In Buddhist philosophy



Buddhism accepts both freedom and determinism (or something similar to it), but rejects the idea of an agent, and thus the idea that freedom is a free will belonging to an agent.[78]



The Buddha wrote, "There is free action, there is retribution, but I see no agent that passes out from one set of momentary elements into another one, except the [connection] of those elements."[78]



Buddhism takes something like causal determinism as one of its central doctrines. The doctrine is called pratitya-samutpada in Sanskrit, and is often translated as "dependent co-origination", and is part of the theory of Karma in Buddhism. However, denials of freedom are taken to be in danger of undermining the efforts of Buddhists to make moral progress. Pubbekatahetuvada, the belief that all happiness and suffering arise from previous actions, is considered a wrong view in Theravada, for instance.



Because Buddhists also reject agenthood, the traditional compatibilist strategies are closed to them as well. Instead, the Buddhist philosophical strategy is to examine the metaphysics of causality. Ancient India had active fights about the nature of causality with Jains, Nyayists, Samkhyists, Carvakans, and Buddhists all taking slightly different lines. In many ways, the Buddhist position is closer to a theory of "conditionality" than a theory of "causality", especially as it is expounded by Nagarjuna in the Mūlamadhyamakakārikā.[78]



A contemporary American monk, Thanissaro Bhikkhu, puts it this way:



The Buddha's teachings on karma are interesting because it's a combination of causality and free-will. If things were totally caused there would be no way you could develop a skill - your actions would be totally predetermined. If there was no causality at all skills would be useless because things would be constantly changing without any kind of rhyme or reason to them.
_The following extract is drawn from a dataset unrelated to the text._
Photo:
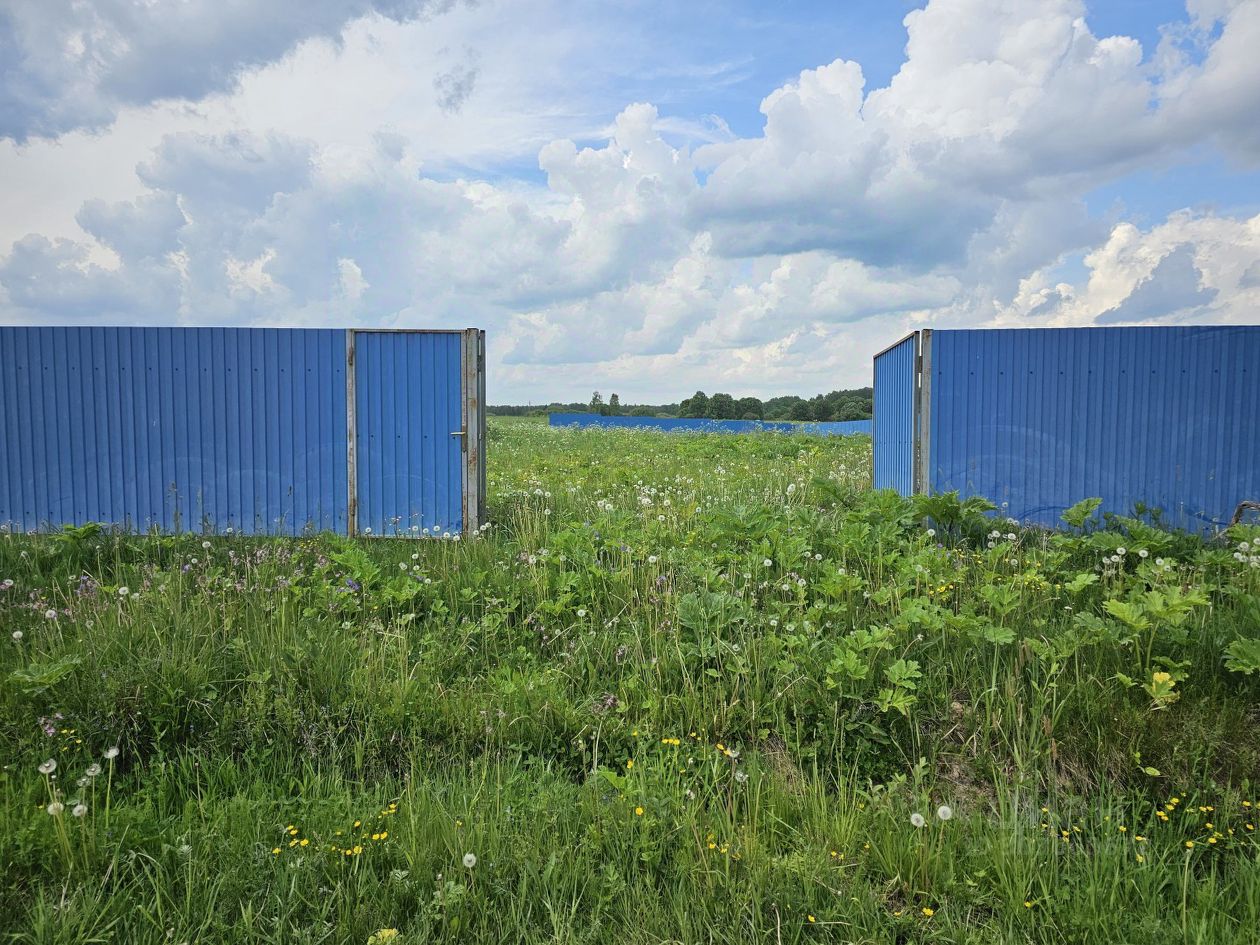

But it's because there is an element of causality and because there is this element of free-will you can develop skills in life."[79]



In theology



Main article: Free will in theology



The theological doctrine of divine foreknowledge is often alleged to be in conflict with free will. After all, if God knows exactly what will happen, right down to every choice one makes, the status of choices as free is called into question. If God had timelessly true knowledge about one's choices, this would seem to constrain one's freedom.[80] This problem is related to the Aristotelian problem of the sea battle: tomorrow there will or will not be a sea battle. If there will be one, then it seems that it was true yesterday that there would be one. Then it would be necessary that the sea battle will occur. If there won't be one, then by similar reasoning, it is necessary that it won't occur.[81] This means that the future, whatever it is, is completely fixed by past truths—true propositions about the future.



However, some philosophers follow William of Ockham in holding that necessity and possibility are defined with respect to a given point in time and a given matrix of empirical circumstances, and so something that is merely possible from the perspective of one observer may be necessary from the perspective of an omniscient.[82] Some philosophers follow Philo of Alexandria in holding that free will is a feature of a human's soul, and thus that animals lack free will.[83] Jewish philosophy stresses that free will is a product of the intrinsic human soul, using the word neshama (from the Hebrew root nshm or נשמ meaning "breath"). In Islam the theological issue is not usually how to reconcile free will with God's foreknowledge, but with God's jabr, or divine commanding power. al-Ash'ari developed an "acquisition" or "dual-agency" form of compatibilism, in which human free will and divine jabr were both asserted, and which became a cornerstone of the dominant Ash'ari position.[84] The philosopher Søren Kierkegaard claimed that divine omnipotence cannot be separated from divine goodness.[85] As a truly omnipotent and good being, God could create beings with true freedom over God. Furthermore, God would voluntarily do so because "the greatest good ... which can be done for a being, greater than anything else that one can do for it, is to be truly free."[86] Alvin Plantinga's "free will defense" is a contemporary expansion of this theme, adding how God, free will, and evil are consistent.[87]